Interaction of O2 with Reduced Ceria Nanoparticles at 100–400 K: Fast Oxidation of Ce3+ Ions and Dissolved H2

Abstract

The interaction between O2 and reduced ceria nanocubes was mainly investigated using FTIR spectroscopy. Nanorods and nanoparticles were also studied for comparison. Adsorption of O2 at 100 K on unreduced ceria produces only O2 molecularly adsorbed on Ce4+ sites. The Ce3+ cations on ceria reduced by H2 at 773 K were monitored using the 2F5/2 → 2F7/2 electronic transition band at 2133–2095 cm−1. This band possesses a fine structure well resolved at 100 K. The positions of the individual components depend on the Ce3+ environment, including the presence of nearby species such as OH groups. Even at 100 K, adsorption of O2 on reduced ceria leads to fast oxidation of about half of the Ce3+ cations, including all Ce3+ sites bound to OH groups and carbonates, and the simultaneous formation of superoxo (O2−) and peroxo (O22−) species.

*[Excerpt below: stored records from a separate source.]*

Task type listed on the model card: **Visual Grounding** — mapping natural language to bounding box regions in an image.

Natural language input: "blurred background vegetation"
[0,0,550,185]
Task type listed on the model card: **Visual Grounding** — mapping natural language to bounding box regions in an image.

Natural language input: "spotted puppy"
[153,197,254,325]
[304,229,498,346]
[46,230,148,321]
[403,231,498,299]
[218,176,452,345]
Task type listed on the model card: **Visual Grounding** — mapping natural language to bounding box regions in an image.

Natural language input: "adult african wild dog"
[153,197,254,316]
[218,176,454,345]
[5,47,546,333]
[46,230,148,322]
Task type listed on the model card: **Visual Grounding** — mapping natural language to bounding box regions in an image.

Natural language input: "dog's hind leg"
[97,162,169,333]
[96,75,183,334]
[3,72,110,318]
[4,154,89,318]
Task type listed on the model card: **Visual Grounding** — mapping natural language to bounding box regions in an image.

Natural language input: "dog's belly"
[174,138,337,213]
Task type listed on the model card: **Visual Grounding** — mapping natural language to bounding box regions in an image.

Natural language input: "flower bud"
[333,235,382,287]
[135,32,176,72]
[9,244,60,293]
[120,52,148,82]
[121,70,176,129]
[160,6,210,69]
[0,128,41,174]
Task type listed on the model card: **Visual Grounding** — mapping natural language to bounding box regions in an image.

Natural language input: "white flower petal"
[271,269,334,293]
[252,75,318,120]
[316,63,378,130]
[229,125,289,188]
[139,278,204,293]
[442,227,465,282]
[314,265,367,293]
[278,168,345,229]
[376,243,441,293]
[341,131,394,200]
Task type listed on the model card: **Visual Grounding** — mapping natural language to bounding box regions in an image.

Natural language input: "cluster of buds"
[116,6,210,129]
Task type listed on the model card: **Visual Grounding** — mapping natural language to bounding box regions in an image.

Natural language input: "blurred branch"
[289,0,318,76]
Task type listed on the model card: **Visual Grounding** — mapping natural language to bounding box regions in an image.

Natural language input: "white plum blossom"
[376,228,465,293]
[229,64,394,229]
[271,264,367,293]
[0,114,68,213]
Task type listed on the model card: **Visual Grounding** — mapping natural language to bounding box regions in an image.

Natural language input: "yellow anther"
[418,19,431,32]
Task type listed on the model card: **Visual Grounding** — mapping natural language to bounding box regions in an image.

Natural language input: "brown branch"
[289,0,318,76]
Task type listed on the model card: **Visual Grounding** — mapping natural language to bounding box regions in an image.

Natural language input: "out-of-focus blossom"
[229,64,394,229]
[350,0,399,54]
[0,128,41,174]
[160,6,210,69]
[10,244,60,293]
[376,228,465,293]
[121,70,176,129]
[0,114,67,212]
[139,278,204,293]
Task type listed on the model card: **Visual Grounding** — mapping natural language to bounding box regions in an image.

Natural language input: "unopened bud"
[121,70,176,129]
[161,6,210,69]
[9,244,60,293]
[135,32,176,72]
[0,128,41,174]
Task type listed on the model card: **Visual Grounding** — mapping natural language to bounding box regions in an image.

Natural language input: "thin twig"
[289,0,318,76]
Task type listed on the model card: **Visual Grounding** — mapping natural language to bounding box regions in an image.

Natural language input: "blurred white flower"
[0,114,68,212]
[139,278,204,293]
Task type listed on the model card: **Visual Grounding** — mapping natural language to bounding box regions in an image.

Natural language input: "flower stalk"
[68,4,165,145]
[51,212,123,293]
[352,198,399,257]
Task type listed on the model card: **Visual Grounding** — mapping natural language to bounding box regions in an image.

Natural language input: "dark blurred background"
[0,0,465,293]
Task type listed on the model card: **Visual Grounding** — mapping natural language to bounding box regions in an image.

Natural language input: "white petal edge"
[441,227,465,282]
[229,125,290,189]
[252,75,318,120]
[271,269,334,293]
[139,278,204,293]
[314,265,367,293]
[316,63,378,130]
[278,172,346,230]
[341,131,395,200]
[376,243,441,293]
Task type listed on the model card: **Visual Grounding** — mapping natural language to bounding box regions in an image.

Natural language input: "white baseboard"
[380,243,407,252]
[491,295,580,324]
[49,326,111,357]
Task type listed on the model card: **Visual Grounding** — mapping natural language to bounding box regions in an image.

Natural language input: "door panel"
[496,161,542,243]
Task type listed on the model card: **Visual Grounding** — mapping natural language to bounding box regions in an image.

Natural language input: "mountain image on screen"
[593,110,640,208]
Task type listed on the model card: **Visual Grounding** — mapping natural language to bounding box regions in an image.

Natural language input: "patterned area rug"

The remaining Ce3+ sites disappear upon heating up to 348 K. At higher temperatures, the peroxo species decompose directly, yielding lattice oxygen. Superoxides are converted to hydroperoxides, which then decompose into terminal OH groups. Reduced samples evacuated at T < 773 K contain sorbed H2. Part of this hydrogen is also fast oxidized even at 100 K.